12. The data processing system of claim 8, where the resource reallocation control logic is configured to reconfigure the spare resource subsystem by reconfiguring a spare logic array at the data processing system with the OTA update code.
13. The data processing system of claim 8, where the resource reallocation control logic is configured to reconfigure the spare resource subsystem by reconfiguring a spare central processing unit (CPU) subsystem at the data processing system with the OTA update code.
14. The data processing system of claim 8, where the resource reallocation control logic is configured to reconfigure the spare resource subsystem by reconfiguring a new hardware device added to the data processing system with the OTA update code.

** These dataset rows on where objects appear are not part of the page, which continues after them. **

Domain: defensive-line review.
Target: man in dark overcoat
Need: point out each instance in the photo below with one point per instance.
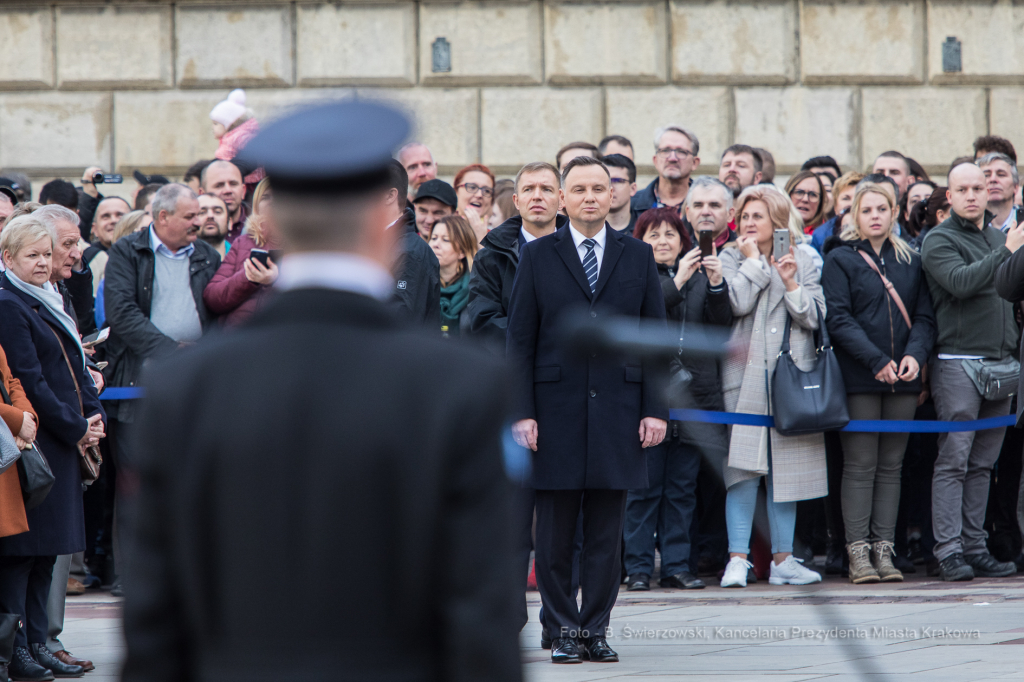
(586, 418)
(314, 483)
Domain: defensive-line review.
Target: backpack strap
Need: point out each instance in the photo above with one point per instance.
(889, 287)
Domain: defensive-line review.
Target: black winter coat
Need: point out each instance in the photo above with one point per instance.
(588, 409)
(417, 274)
(866, 328)
(690, 308)
(398, 457)
(128, 299)
(491, 283)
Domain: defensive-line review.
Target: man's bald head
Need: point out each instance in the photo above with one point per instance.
(968, 193)
(222, 178)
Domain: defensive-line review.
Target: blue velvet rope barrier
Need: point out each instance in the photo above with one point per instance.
(866, 425)
(121, 393)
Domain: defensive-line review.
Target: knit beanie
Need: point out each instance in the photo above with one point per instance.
(230, 110)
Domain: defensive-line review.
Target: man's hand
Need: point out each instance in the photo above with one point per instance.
(28, 432)
(524, 433)
(652, 431)
(97, 379)
(1015, 238)
(87, 185)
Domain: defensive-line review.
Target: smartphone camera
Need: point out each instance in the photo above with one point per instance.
(107, 178)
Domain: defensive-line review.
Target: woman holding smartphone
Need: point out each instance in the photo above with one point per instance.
(766, 289)
(242, 283)
(882, 340)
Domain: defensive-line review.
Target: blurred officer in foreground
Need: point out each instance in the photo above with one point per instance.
(339, 510)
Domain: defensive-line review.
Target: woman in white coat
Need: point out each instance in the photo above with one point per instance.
(765, 289)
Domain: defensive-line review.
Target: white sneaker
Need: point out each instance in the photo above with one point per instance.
(792, 572)
(735, 572)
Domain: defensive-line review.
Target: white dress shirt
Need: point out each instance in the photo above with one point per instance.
(600, 238)
(335, 269)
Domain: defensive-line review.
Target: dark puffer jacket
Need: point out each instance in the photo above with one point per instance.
(866, 327)
(693, 306)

15. A fault and attack tolerant method for operating a System-on-Chip (SoC) device comprising a resource reallocation management subsystem and a plurality of SoC subsystems integrated on a shared semiconductor substrate and coupled together over a programmable interconnect bus, the method comprising:
programming, by the resource reallocation management subsystem, the programmable interconnect bus to disconnect a faulty resource at one of the plurality of SoC subsystems from the SoC device;
receiving, by the resource reallocation management subsystem, over-the-air (OTA) programming code for storage at flash memory connected to the SoC device;
reconfiguring, by the resource reallocation management subsystem, a spare resource subsystem at the SoC device with the OTA programming code stored at the flash memory, thereby generating a reconfigured spare resource subsystem; and
reprogramming, by the resource reallocation management subsystem, the programmable interconnect bus to connect the reconfigured spare resource subsystem with the SoC device to replace the faulty resource at one of the data processing subsystems.
16. The fault and attack tolerant method of claim 15, further comprising:
receiving, at the resource reallocation management subsystem, a notification of the faulty resource at one of the data processing subsystems.
17. The fault and attack tolerant method of claim 15, where programming the programmable interconnect bus comprises programming an interconnect manager at the programmable interconnect bus to switch off or disable a resource clock or interface signal sent over the programmable interconnect bus to the faulty resource.
18. The fault and attack tolerant method of claim 15, where reconfiguring the spare resource subsystem comprises reconfiguring a spare logic array at the SoC device with the OTA programming code.
19. The fault and attack tolerant method of claim 15, where reconfiguring the spare resource subsystem comprises reconfiguring a spare central processing unit (CPU) subsystem at the SoC device with the OTA programming code.
20. The fault and attack tolerant method of claim 15, where reconfiguring the spare resource subsystem comprises reconfiguring a new hardware subsystem added to the SoC device with the OTA programming code.